Statistical analysis was conducted using R (Version 4.0.2, R Core Development Team). The level of statistical significance for all analyses was set at p
< 0.05. Descriptive data were expressed in means and standard deviations with data normality assessed through Shapiro–Wilk normality tests. As data were not normally distributed (p
< 0.05), statistical comparisons were conducted using non-parametric statistics. A Mann–Whitney U test was initially run to determine if there were differences in sleep quality (PSQI global scores) between males and females. As no differences in sleep quality were found between sexes (p
= 0.32), data were pooled for analysis.

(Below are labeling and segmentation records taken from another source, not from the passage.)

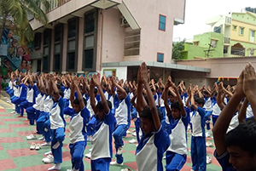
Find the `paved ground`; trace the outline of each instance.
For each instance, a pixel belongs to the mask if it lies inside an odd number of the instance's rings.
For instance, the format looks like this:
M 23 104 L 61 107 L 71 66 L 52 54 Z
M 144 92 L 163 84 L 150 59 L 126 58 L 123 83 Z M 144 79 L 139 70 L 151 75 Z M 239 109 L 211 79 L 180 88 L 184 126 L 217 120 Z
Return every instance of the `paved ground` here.
M 2 93 L 0 98 L 0 170 L 12 171 L 45 171 L 52 164 L 44 164 L 42 158 L 44 153 L 49 151 L 49 147 L 42 147 L 39 151 L 30 151 L 29 147 L 32 143 L 43 143 L 40 140 L 26 140 L 26 136 L 35 133 L 35 126 L 29 126 L 26 117 L 17 117 L 17 116 L 10 114 L 13 111 L 12 105 L 7 103 L 6 94 Z M 63 163 L 61 164 L 61 171 L 71 168 L 70 154 L 68 149 L 69 143 L 69 129 L 68 119 L 67 125 L 66 139 L 64 141 Z M 131 122 L 132 123 L 132 122 Z M 134 125 L 131 125 L 131 131 L 134 130 Z M 190 132 L 188 133 L 189 150 L 190 147 Z M 39 135 L 38 135 L 39 138 Z M 121 168 L 130 168 L 131 170 L 137 169 L 135 162 L 136 145 L 129 144 L 128 141 L 133 139 L 132 135 L 128 134 L 125 140 L 125 166 L 124 167 L 110 167 L 111 171 L 119 171 Z M 212 142 L 212 139 L 207 139 Z M 89 152 L 91 148 L 91 143 L 88 142 L 84 154 Z M 214 148 L 207 148 L 207 154 L 212 156 Z M 163 162 L 166 161 L 163 160 Z M 85 170 L 90 170 L 90 159 L 84 158 Z M 187 163 L 182 169 L 183 171 L 189 171 L 191 169 L 190 153 L 188 154 Z M 212 157 L 211 164 L 207 165 L 207 171 L 221 170 L 218 162 Z

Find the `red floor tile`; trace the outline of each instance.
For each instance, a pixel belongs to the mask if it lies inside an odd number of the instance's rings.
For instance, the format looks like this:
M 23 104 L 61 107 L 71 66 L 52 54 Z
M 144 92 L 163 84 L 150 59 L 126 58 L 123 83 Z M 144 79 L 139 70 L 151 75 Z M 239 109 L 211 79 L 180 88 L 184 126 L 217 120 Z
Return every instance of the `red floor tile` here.
M 1 128 L 0 133 L 11 133 L 14 132 L 11 128 Z
M 7 170 L 17 168 L 14 161 L 10 158 L 0 160 L 0 170 Z
M 35 131 L 24 131 L 24 132 L 17 132 L 17 134 L 20 136 L 28 136 L 31 135 L 32 134 L 35 134 Z
M 20 127 L 28 127 L 28 125 L 26 124 L 10 124 L 9 125 L 9 128 L 20 128 Z
M 1 137 L 0 143 L 15 143 L 15 142 L 23 142 L 21 137 Z
M 6 151 L 10 157 L 26 157 L 38 154 L 37 151 L 31 151 L 28 148 L 9 150 Z
M 9 118 L 9 119 L 1 119 L 2 122 L 12 122 L 12 121 L 20 121 L 18 118 Z
M 125 166 L 131 168 L 134 170 L 137 170 L 137 163 L 136 162 L 125 163 Z
M 5 113 L 5 112 L 6 112 L 5 109 L 0 109 L 0 113 Z
M 20 171 L 47 170 L 47 168 L 49 168 L 52 166 L 53 166 L 52 164 L 42 164 L 42 165 L 38 165 L 38 166 L 21 168 Z

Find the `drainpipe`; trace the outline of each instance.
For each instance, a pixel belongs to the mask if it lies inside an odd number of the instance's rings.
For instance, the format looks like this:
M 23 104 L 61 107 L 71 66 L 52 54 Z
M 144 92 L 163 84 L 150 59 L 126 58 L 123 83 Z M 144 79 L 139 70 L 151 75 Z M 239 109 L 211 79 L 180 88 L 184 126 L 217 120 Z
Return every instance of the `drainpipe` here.
M 102 43 L 103 43 L 103 14 L 102 9 L 100 9 L 101 14 L 101 54 L 100 54 L 100 71 L 102 71 Z

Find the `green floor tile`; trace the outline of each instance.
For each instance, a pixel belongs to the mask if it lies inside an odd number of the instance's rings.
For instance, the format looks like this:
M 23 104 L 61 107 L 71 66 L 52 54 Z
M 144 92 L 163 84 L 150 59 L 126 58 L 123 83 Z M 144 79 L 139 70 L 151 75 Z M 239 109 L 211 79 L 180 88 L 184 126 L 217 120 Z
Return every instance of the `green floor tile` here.
M 15 132 L 13 132 L 13 133 L 0 133 L 0 137 L 19 137 L 19 134 Z

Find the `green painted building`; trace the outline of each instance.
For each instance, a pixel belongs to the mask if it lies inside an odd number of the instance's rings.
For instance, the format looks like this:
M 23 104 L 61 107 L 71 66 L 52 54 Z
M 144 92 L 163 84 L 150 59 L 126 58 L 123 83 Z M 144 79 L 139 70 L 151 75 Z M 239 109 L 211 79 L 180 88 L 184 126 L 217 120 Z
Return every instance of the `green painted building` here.
M 206 32 L 195 35 L 193 43 L 185 43 L 182 60 L 217 58 L 223 56 L 224 35 Z

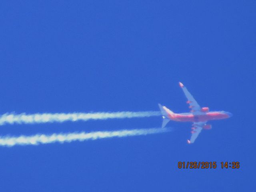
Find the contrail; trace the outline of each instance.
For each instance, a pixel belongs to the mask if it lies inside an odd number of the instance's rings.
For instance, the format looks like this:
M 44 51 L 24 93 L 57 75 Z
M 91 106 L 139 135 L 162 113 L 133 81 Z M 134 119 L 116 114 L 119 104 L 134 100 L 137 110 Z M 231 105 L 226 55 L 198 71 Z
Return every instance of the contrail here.
M 90 120 L 122 119 L 148 117 L 161 115 L 158 111 L 132 112 L 124 111 L 115 112 L 42 113 L 27 114 L 5 114 L 0 116 L 0 125 L 7 124 L 34 124 L 38 123 L 62 122 L 64 121 L 87 121 Z
M 128 136 L 145 135 L 170 131 L 166 128 L 151 128 L 130 130 L 121 130 L 114 131 L 97 131 L 86 133 L 53 134 L 52 135 L 36 134 L 31 136 L 21 136 L 18 137 L 0 137 L 0 146 L 11 147 L 15 145 L 37 145 L 48 143 L 70 142 L 95 140 L 103 138 L 123 137 Z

A Kruskal–Wallis test was conducted to examine differences by sleep quality type on the pooled data. Effect sizes were calculated using epsilon square (ε2
], and interpreted as follows: 0.00 < 0.01—negligible; 0.01 < 0.04—weak; 0.04 < 0.16—moderate; 0.16 < 0.36—relatively strong; 0.36 < 0.64—strong; 0.64 < 1.00—very strong [27
]. This was followed by the Dwass–Steel–Critchlow–Fligner test for multiple comparisons. Spearman’s rho (ρ) was used to quantify associations between grade, bedtime, waketime, total sleep time, sleep efficiency, and PSQI global score.